Nach einem rechtschaffenen Tagewerk fand Hannes Eberz stets einen liebevoll gedeckten Tisch vor. Wenn es auch nicht zur Prasserei reichte, konnte er seine Familie doch so ernähren, dass keiner von ihnen vom Fleisch zu fallen drohte. Anstatt sich Tag für Tag mit Kaninchenfleisch vollzufressen und dadurch faul und träge zu werden, hielten sie ihren eigenen Verzehr bewusst in Grenzen und verkauften ihre Zuchttiere ebenso wie die von Hannes abgezogenen und von Agathe gegerbten Felle der Tiere. Und damit ihre lieben Mitmenschen nicht auf dumme Gedanken kamen und selbst mit der Züchterei anfingen, verkauften sie die Kaninchen nur geschlachtet und zu bezahlbaren Preisen. Den ärmsten Familien des Dorfes schenkten sie zu Weihnachten und zu anderen kirchlichen Festtagen ein oder sogar zwei ihrer Tiere. »Gott wird es uns danken!«, pflegte Hannes dann immer zu Agathe zu sagen, die sich stolz auf ihren Mann an ihn schmiegte und ihm zuflüsterte, dass sie ihn über alle Maßen liebe.

Zusammen mit seinen Einkünften als Handwerker und seinem Salär als Mair gelang es Hannes, trotz der stetig zunehmenden Abgaben an den Grundherrn Monat für Monat etwas auf die hohe Kante zu legen. Da seine Frau Agathe einer Färberfamilie entstammte, hatten sie zu allem hin damit begonnen, Saat-Lein zur Gewinnung von Leinöl anzubauen. Weil die meisten anderen Ackerbauern von Ysinensi dieses Leingewächs nur wegen dessen Fasern züchteten, um daraus Stoffe zu weben oder weben zu lassen, verfolgten die geschäftstüchtigen Eberz auch diesbezüglich gleich mehrere Ziele: Während die beiden ältesten Söhne Johannes und Elias sich um den Anbau kümmerten, verarbeiteten die beiden ältesten Töchter Maria und Lisa den Flachs gekonnt zu Stoffen, die dann von der Mutter mit Hilfe der kleineren Geschwister gewalkt, gebleicht und kunstvoll gefärbt wurden.
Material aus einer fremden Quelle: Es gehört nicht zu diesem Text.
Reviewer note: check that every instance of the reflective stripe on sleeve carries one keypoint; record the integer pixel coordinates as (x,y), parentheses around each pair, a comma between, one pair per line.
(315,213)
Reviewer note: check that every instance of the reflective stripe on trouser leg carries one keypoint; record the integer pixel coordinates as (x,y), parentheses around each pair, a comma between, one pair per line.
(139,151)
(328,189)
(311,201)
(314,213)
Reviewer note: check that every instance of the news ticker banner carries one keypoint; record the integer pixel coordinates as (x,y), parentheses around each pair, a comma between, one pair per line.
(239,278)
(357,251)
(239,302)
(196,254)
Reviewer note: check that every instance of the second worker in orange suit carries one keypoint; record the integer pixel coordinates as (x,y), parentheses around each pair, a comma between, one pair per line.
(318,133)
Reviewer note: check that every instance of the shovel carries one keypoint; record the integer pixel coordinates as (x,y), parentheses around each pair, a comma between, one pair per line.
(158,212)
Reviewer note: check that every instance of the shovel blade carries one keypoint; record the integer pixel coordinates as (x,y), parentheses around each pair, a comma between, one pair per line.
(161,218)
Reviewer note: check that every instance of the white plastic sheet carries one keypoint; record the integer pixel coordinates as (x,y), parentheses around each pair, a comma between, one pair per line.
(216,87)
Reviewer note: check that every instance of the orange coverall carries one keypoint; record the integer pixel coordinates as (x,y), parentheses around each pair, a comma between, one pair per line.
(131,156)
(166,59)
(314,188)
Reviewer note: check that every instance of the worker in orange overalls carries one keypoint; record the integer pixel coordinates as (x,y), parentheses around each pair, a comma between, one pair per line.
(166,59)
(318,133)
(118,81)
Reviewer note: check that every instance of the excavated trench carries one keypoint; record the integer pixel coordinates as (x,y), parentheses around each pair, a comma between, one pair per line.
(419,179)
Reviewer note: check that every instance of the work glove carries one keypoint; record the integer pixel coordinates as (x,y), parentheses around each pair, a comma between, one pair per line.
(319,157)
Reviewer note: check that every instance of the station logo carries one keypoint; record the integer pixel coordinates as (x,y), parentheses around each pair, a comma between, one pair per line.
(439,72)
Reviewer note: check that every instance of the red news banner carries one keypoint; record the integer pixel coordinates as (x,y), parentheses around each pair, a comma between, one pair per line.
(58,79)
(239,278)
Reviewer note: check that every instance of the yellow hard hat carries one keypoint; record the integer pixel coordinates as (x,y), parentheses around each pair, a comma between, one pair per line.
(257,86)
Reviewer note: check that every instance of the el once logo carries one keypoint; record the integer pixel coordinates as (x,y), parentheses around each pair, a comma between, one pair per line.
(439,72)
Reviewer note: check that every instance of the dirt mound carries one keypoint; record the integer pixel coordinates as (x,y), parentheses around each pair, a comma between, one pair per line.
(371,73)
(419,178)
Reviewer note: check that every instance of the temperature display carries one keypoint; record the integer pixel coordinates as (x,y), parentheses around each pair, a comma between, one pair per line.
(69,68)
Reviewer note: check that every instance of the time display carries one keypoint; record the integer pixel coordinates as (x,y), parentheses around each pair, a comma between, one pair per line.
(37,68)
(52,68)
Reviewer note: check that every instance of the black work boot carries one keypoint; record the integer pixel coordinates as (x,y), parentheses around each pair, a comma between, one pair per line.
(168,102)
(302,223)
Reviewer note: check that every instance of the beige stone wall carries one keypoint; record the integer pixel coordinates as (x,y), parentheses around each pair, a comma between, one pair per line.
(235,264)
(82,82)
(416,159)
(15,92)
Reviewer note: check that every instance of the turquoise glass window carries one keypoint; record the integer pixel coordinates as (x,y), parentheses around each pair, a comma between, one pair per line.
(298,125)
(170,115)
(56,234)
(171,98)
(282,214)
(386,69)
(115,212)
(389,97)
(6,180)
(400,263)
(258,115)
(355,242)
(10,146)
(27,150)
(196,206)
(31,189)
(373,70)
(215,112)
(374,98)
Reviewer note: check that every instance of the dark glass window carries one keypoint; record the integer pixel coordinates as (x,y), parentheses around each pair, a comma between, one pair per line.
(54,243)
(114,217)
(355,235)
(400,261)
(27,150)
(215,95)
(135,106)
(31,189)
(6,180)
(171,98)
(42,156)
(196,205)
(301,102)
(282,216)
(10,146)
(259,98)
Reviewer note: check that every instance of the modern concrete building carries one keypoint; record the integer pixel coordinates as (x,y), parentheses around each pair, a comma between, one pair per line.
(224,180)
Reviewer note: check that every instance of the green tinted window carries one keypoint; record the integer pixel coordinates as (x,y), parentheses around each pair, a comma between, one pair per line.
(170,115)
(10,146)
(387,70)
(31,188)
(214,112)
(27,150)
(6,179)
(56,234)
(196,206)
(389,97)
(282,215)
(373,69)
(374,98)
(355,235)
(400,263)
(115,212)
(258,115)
Das Familienoberhaupt presste das Öl, füllte es in quartgroße Behälter ab und sorgte für den Vertrieb der gesamten Produktion, die sich – ebenso wie die Kaninchenzucht – weiß Gott sehen lassen konnte. So war es kein Wunder, dass die Interessenten auch aus den umliegenden Siedlungen und Dörfern nach Ysinensi kamen, um bei den Eberz einzukaufen.
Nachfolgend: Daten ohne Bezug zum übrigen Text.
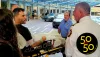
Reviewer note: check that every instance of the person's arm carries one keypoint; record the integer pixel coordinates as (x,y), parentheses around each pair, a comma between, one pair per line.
(58,30)
(38,42)
(59,27)
(70,44)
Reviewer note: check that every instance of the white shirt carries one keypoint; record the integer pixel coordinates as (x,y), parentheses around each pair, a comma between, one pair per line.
(85,25)
(21,41)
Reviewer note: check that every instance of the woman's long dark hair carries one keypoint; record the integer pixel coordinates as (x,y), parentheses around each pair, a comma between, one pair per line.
(7,28)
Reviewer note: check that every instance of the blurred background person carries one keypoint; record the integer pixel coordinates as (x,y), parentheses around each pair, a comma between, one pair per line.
(8,38)
(84,25)
(65,25)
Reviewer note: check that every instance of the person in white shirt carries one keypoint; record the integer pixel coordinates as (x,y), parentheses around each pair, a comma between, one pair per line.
(78,44)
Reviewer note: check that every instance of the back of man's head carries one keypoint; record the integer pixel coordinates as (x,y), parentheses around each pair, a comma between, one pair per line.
(17,10)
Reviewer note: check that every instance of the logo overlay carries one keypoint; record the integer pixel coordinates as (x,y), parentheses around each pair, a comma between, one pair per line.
(87,43)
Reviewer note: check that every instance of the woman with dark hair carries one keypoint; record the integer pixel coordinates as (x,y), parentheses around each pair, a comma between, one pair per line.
(8,39)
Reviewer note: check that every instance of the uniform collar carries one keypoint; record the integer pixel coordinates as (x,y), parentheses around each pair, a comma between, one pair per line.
(84,18)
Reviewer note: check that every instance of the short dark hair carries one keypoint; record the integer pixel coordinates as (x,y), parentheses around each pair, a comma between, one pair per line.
(17,10)
(85,6)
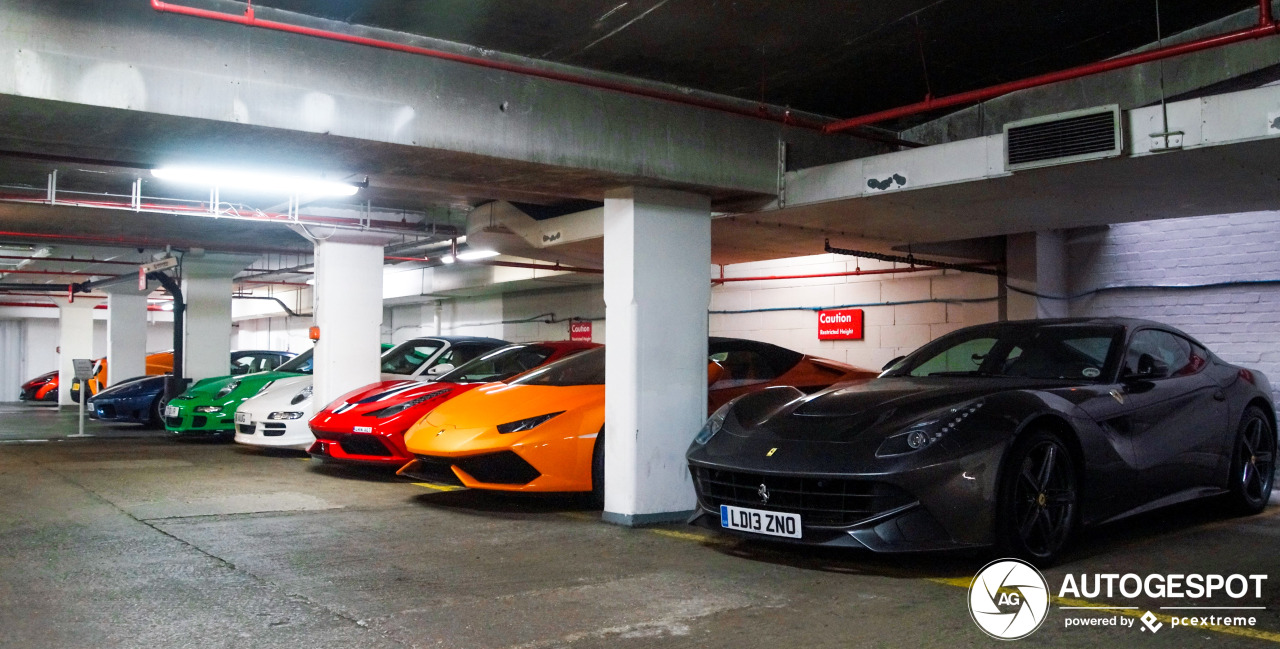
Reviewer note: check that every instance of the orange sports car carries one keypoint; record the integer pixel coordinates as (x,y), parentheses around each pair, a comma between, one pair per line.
(542,432)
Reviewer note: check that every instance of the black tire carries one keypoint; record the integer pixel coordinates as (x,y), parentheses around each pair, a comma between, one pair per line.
(158,411)
(1038,504)
(598,470)
(1253,462)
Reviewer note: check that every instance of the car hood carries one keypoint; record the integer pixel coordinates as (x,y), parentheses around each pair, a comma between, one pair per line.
(497,403)
(132,387)
(383,394)
(280,394)
(842,412)
(41,379)
(209,388)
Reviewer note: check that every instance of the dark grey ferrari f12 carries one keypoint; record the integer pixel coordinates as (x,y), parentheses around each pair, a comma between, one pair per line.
(1010,434)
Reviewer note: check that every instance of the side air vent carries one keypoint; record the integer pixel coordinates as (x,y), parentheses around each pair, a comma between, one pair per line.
(1066,137)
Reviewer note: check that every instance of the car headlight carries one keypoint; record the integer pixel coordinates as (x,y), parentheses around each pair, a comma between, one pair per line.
(302,396)
(401,407)
(926,433)
(525,424)
(713,425)
(227,389)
Also konnte Hannes zufrieden sein, … sollte man meinen. Aber wie dem Grafen ging ihm die Prophezeiung, dass wegen des Amuletts ein weiterer Mensch sterben musste, nicht aus dem Kopf.
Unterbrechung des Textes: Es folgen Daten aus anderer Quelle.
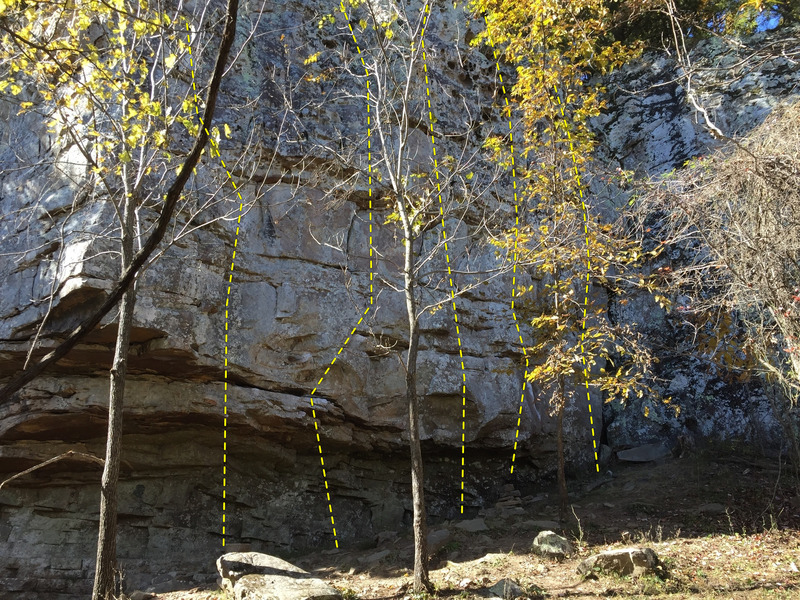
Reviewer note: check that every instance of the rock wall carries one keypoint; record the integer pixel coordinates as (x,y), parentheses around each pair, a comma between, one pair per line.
(651,128)
(300,285)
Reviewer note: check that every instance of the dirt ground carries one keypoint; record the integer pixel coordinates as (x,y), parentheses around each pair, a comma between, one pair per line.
(724,526)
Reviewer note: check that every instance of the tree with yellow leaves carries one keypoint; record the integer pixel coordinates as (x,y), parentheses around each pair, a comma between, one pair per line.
(556,45)
(105,74)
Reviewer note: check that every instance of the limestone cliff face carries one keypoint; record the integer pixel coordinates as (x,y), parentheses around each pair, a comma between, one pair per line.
(651,128)
(300,285)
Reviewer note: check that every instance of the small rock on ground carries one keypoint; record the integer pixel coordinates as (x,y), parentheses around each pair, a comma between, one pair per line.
(256,576)
(549,543)
(506,589)
(472,525)
(646,453)
(623,561)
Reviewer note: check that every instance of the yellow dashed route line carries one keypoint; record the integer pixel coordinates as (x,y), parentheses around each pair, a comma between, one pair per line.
(588,270)
(516,251)
(227,294)
(446,254)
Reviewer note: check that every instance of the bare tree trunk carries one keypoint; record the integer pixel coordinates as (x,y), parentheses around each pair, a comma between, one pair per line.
(421,579)
(563,497)
(107,533)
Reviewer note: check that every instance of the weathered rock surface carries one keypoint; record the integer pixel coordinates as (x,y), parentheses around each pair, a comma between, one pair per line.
(506,589)
(646,453)
(623,561)
(551,545)
(255,576)
(438,539)
(296,294)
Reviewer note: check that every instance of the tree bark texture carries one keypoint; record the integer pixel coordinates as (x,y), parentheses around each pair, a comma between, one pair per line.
(563,497)
(107,534)
(421,578)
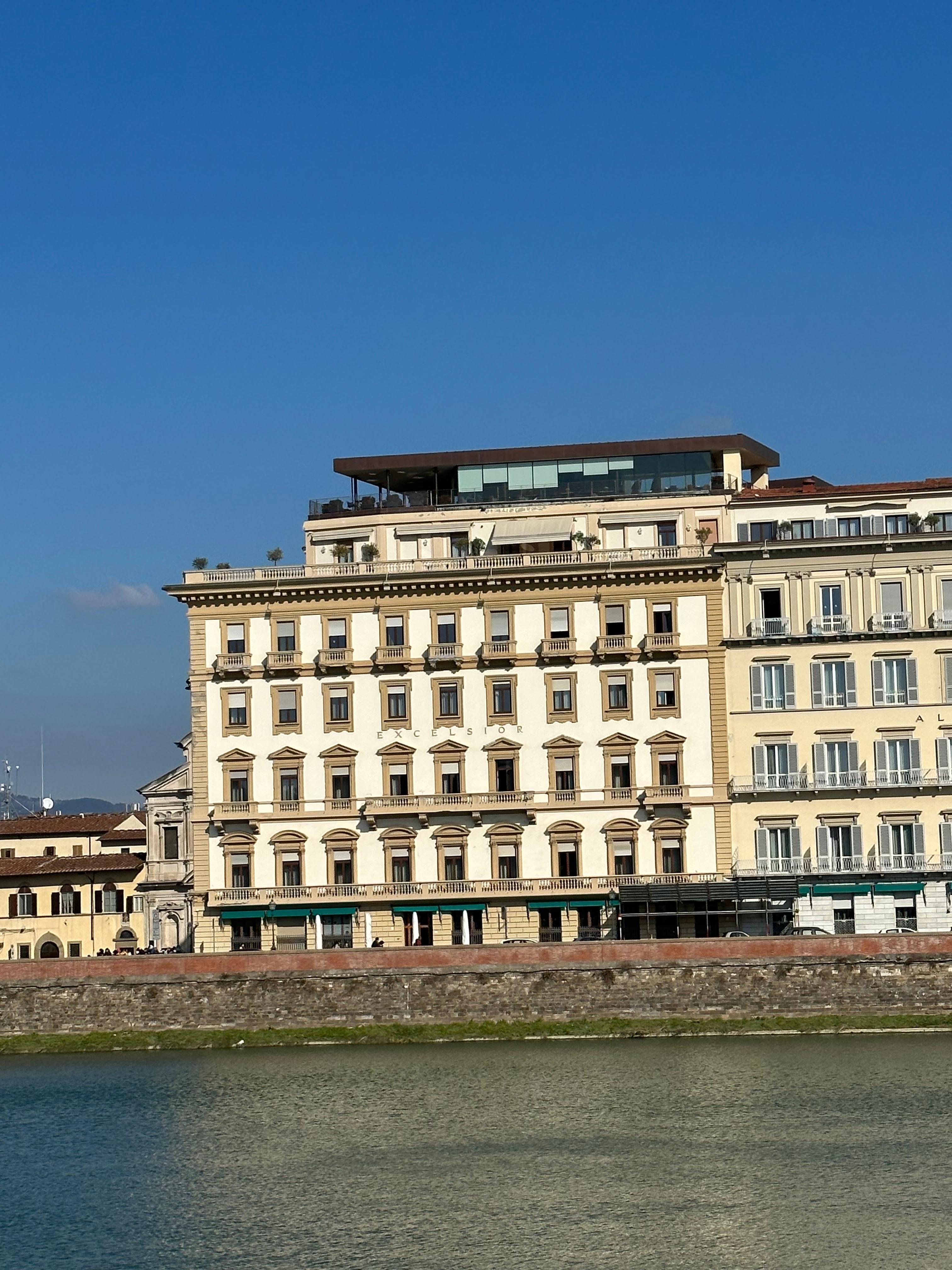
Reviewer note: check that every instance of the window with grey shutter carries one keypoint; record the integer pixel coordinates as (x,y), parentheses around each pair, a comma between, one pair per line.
(795,843)
(820,764)
(851,684)
(912,681)
(823,846)
(881,763)
(817,685)
(757,688)
(762,846)
(879,684)
(790,698)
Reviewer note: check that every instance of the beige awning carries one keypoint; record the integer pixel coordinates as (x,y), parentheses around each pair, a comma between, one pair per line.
(534,529)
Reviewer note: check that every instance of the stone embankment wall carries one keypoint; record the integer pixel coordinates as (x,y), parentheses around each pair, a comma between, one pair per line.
(696,978)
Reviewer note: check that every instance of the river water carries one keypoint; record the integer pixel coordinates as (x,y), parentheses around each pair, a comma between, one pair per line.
(715,1154)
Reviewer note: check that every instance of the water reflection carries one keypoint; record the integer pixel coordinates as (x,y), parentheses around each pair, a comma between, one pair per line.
(803,1153)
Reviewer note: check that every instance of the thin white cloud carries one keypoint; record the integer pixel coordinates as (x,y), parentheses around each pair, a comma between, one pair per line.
(121,595)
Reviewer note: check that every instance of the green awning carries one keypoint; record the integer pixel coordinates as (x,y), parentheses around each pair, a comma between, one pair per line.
(840,888)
Vier Jahre nach dem Tod des Abts wurde seine Furcht schwächer. Was sollte noch passieren?, dachte er sich inzwischen. Da erfuhr der Familienvater, dass der Graf tot war. Nachdem er gehört hatte, dass das Amulett verschwunden sei, bekreuzigte er sich ein zweites Mal. Dann zog er sich zum Gebet zurück – er musste nachdenken. In der Stille des Gotteshauses kam der umsichtige Dorfvorsteher zu dem Entschluss, nichts über die Umstände, die zum Tod seines geliebten Herrn geführt hatten, wissen zu wollen. Um auch keine neuerliche Unruhe unter die Bevölkerung von Ysinensi zu bringen, ritt er noch am selben Tag auf seinem eigenen Pferd nach Altshausen, um die Hinterbliebenen des Grafen zu bitten, niemandem etwas darüber zu erzählen. Bei dieser Gelegenheit konnte er sein persönliches Bedauern, das Beileid seiner Familie und das der gesamten Bevölkerung von Ysinensi übermitteln. Zwei gute Gründe, um dorthin zu reiten, dachte er sich, als er seinem Rappen die Hacken gab.

Wenngleich Hannes Eberz von nun an zwar kein völlig sorgenfreies, dafür aber ein angstfreies Leben führen konnte, verging kein Tag, an dem er nicht an die verhängnisvolle Zahl Drei dachte.